I have a bunch of nodes and tested runtime of vacuuming the databases in-place against copying them to a ramdisk, vacuuming them there, and moving them back to the disk. The results are quite impressive.
The orders database takes the overwhelming majority of the time so I’m including its size before and after. Both nodes run on the same host (two Docker containers). They run on different HDDs; both are exactly the same model.
Node 1: 300MB orders database. Vacuuming all databases in-place took 129 seconds. After, the orders database was 157MB.
Node 2: 380MB orders database. Moving all database to a ramdisk, vacuuming them, and moving them back took 9 seconds. After, the orders database was 95MB.
That’s a whopping 93% reduction in the downtime required to vacuum databases. I would guess based on this that the majority of the in-place vacuum is spent waiting for the HDD to seek back and forth between the old and new databases, and possibly performing out-of-order reads on the old database. Even with the overhead of moving the databases to and from a ramdisk, the ramdisk approach is substantially faster most likely because each file is read or written once and in-order.
In-place vacuum script:
docker-compose stop -t 300 && \
for i in data/storage/*.db; do
echo "$i"
sqlite3 "$i" 'VACUUM;'
done && \
docker-compose up -d
Ramdisk vacuum script (assumes that /dev/shm is a tmpfs, which is the default on many Linux distributions):
What would be the real impact on a node? You also assume your HDs are a benchmark for all SNOs. You also assume that VACUUM 300MB to 157 would have a huge real-time difference on your node. Where is that proof?
What is the purpose behind such a combative reply when all I did is share information about what happened on my own nodes? Please back off a bit.
Less downtime… means more uptime. Which is good for obvious reasons. You can’t earn egress traffic or acquire new data while the node is offline.
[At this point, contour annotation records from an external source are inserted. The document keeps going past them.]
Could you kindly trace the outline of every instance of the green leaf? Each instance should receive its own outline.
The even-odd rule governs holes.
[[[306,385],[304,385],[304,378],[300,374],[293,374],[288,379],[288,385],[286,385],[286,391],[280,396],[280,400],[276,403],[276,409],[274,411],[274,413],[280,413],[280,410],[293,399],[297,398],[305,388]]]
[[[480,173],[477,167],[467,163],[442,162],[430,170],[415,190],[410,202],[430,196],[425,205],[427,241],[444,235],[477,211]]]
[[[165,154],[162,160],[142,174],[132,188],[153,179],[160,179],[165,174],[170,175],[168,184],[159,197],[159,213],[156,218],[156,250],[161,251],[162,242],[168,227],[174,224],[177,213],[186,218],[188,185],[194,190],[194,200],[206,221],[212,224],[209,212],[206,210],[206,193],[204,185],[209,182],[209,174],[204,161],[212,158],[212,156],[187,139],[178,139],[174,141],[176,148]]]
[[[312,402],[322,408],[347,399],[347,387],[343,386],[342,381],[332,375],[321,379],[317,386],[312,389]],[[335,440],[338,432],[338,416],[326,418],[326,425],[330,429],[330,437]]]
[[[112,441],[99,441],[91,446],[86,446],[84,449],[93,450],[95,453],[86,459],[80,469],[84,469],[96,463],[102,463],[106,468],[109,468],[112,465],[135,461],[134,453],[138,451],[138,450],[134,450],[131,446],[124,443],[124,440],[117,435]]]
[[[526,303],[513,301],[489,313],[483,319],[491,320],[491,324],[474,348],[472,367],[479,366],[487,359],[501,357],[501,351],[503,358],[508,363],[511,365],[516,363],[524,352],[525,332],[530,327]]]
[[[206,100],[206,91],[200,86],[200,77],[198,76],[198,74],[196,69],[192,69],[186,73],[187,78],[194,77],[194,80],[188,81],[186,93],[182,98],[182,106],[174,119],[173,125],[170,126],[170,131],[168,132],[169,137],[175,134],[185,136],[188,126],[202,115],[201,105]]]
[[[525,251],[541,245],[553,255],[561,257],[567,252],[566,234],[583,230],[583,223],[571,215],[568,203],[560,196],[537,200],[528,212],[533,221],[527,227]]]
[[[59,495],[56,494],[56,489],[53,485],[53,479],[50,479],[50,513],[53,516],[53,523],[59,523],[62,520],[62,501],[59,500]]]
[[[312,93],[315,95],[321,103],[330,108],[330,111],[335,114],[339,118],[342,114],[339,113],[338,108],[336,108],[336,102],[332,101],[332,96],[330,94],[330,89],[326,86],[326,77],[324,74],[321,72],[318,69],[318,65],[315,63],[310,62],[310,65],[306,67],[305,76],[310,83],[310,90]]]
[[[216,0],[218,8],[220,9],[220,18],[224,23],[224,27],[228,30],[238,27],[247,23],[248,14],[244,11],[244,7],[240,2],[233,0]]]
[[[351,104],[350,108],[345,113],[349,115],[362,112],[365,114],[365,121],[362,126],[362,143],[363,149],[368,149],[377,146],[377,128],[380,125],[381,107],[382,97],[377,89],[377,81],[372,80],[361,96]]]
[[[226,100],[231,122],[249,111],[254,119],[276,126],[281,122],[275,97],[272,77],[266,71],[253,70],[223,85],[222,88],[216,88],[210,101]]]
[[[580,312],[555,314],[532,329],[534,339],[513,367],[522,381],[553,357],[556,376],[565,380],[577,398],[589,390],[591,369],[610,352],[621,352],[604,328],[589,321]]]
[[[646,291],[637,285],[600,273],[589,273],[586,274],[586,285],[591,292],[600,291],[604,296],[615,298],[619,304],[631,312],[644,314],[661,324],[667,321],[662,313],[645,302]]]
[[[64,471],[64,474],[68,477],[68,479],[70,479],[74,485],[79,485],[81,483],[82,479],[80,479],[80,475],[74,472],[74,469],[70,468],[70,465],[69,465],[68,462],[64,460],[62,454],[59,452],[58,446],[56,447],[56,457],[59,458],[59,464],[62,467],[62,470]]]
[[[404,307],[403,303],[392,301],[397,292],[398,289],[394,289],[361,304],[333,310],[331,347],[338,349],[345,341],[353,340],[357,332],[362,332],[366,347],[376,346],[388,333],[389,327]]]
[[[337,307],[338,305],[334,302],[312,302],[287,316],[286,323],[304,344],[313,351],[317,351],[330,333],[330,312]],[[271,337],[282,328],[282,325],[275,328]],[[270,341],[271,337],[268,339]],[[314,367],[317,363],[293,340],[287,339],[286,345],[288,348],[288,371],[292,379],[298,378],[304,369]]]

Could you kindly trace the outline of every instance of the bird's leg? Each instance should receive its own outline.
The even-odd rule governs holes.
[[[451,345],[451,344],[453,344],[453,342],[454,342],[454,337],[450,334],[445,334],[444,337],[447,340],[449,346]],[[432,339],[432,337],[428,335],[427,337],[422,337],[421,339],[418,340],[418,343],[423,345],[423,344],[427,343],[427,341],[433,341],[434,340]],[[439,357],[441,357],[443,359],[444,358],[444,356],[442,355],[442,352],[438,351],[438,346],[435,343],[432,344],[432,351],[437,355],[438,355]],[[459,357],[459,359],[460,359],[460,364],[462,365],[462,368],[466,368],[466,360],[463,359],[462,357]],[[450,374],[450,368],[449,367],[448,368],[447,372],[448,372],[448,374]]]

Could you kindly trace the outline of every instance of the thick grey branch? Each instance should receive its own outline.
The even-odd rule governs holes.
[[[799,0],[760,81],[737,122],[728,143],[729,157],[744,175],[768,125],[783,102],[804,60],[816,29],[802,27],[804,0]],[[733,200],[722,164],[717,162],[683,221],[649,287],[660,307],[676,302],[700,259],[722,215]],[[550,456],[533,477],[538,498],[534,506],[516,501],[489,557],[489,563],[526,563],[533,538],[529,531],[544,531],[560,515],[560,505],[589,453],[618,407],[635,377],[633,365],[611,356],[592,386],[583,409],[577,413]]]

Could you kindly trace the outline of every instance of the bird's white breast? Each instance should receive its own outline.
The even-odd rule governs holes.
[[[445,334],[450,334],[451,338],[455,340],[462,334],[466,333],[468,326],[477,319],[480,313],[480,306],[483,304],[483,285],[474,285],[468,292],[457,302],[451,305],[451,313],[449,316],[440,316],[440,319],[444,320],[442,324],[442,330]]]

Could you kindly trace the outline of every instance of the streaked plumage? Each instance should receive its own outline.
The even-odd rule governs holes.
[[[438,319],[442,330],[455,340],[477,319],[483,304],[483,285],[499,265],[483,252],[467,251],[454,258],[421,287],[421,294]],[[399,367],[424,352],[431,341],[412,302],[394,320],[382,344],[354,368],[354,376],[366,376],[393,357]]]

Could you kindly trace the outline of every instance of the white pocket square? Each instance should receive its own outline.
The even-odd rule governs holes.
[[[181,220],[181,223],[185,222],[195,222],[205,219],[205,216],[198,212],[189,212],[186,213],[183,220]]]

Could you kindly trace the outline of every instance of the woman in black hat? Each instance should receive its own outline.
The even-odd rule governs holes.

I never said that anywhere and I did not intend to imply that. I’m showing stats from what happened on my own hardware with my specific databases. Other SNOs can compare performance of the approaches on their own nodes if they would like. In fact I would love to see other SNOs test and see which is faster and report their metrics.
My expectation is that SNOs storing their databases on HDDs will see similar results but I have no evidence that is the case, and – again – I am not claiming that to be true. Though it would not surprise me if it were true.
I don’t expect SSDs would necessarily see much improvement. Some, perhaps, but not 90+%.
I don’t know what this sentence means. If you are asking whether vacuuming is even necessary, it can reduce fragmentation of the databases and thereby improve access times. This has been documented in other forum posts when slow write performance due to fragmentation caused excessive lock times.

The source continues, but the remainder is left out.